New Mexico NIL bill would allow schools to arrange compensation

On3 imageby:Andy Wittry01/26/23


On Wednesday, the New Mexico Senate introduced Senate Bill 219, which is titled “College Student Athlete Endorsements.” If passed, the bill would amend the current state law by removing the prohibition that prevents colleges and universities from arranging third-party compensation for the use of an athlete’s name, image and likeness. The bill would also remove the prohibition of NIL deals being used as inducements to recruit prospective athletes.

Rep. Brian Baca, Sen. Mark Moores and Sen. Antonio Maestas sponsored the bill. Baca and Moores are Republicans, while Maestas is a Democrat. Baca and Maestas are the primary sponsors, while Moores is a cosponsor.
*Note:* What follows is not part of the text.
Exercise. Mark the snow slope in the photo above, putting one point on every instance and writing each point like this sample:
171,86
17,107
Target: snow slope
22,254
New Mexico Senate Bill 219 was sent to the Senate Education Committee.

Additionally, the bill removes prohibitions regarding college athletes’ ability to sign with professional representation. If the bill is passed, professional representation could be affiliated with an institution or its partners.

The bill would remove a clause in the state law that states, “An entity or individual that represents a post-secondary education institution or has represented that post-secondary educational institution in the previous four years shall not represent a student athlete who is attending that post-secondary educational institution in any business agreement.”

New Mexico and New Mexico State are the two NCAA Division I institutions in the state.

States amend NIL legislation

There are 30 states, plus the District of Columbia, where lawmakers have passed NIL legislation or signed an executive order. While many legislators rushed to pass a state law prior to the start of the NCAA’s NIL era on July 1, 2021, lawmakers in many of those same states have since amended, repealed or suspended their respective law.

In 2022, Alabama lawmakers repealed their state law, while those in South Carolina suspended theirs.

Legislators in states such as Illinois, Louisiana and Tennessee amended their respective state laws to provide institutions or NIL collectives with more freedom.

Lawmakers in New Mexico previously passed Senate Bill 94.

In the first year of the NCAA’s NIL era, the state laws that were enacted provided few enforcement mechanisms. On3 was unable to find any reported violations or official inquiries into potential violations.

Notable leaders in college athletics have asked for federal NIL legislation. Those figures include Big Ten Commissioner Kevin Warren and SEC Commissioner Greg Sankey.

With former Massachusetts Gov. Charlie Baker set to succeed NCAA President Mark Emmert, the NCAA could try to utilize Baker’s political experience to successfully lobby to Congress the need for federal legislation.